Der Fachtag endete mit einer durchaus lebhaften und zum Teil kontroversen Diskussionsrunde. Alle Referentinnen und Referenten nahmen an dieser Diskussionsrunde teil, die durch Frau Behye Tolan (seit 15 Jahren als Frauenbeauftragte im Yezidischen Forum e.V. in Oldenburg tätig) verstärkt wurde. Es kristallisierte sich schnell als Schwerpunktthema das „Endogamiegebot“ heraus, welches den gläubigen Yeziden auferlegt, sich nur innerhalb ihrer Glaubensgemeinschaft ihre Ehepartner zu wählen. Ein Gebot, das vor Jahrhunderten im Yezidentum eingeführt wurde, aber nicht religiös begründet ist, sondern für die Gläubigen und ihre Religion als elementarer Schutz vor Verfolgung diente und dient. Diese Tradition gilt auch heute im Yezidentum. Für junge Yeziden, die in der Sicherheit und Religionsfreiheit von Europa bzw. Deutschland aufgewachsen sind, kann die Beachtung dieses Gebotes zu erheblichen Konflikten mit ihrer ansonsten gern gelebten Religion führen. Diese Konflikte wirken sich auf die gesamte Familienstruktur aus. In Einzelfällen gipfeln sie in der Anwendung häuslicher Gewalt und damit in der Begehung von Straftaten.

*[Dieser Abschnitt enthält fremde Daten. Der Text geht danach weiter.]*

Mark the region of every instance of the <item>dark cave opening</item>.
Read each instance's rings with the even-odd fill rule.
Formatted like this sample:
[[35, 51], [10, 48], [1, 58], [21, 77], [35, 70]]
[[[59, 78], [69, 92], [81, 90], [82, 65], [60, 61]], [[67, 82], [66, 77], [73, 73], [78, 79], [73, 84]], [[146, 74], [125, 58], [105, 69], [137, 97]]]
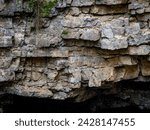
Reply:
[[150, 112], [150, 82], [122, 81], [116, 93], [97, 91], [97, 96], [84, 101], [53, 100], [5, 94], [4, 113], [143, 113]]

Von den anwesenden Referentinnen und Referenten wurde diese Problematik in keiner Weise bestritten oder schön geredet, alle bekannten sich persönlich ausdrücklich zur freiheitlich demokratischen Grundordnung. Dem Ziel, Unsicherheiten im Umgang mit dem „Anderen“ abbauen zu helfen, in dem Wissen über das „Fremde“ vermittelt wurde, sind die Teilnehmer des Fachtages sicher ein Stück näher gekommen. Ebenso dürfte für den Wunsch nach einer Netzwerkbildung aller mit dem Thema Integration befasster Behörden und Institutionen ein erster Schritt gelungen sein. Sehr hilfreich wurde von vielen Teilnehmern das konkrete Hilfsangebot der Referentinnen und Referenten empfunden, in Einzelfällen und Konfliktfällen allen Ratsuchenden zur Seite zu stehen.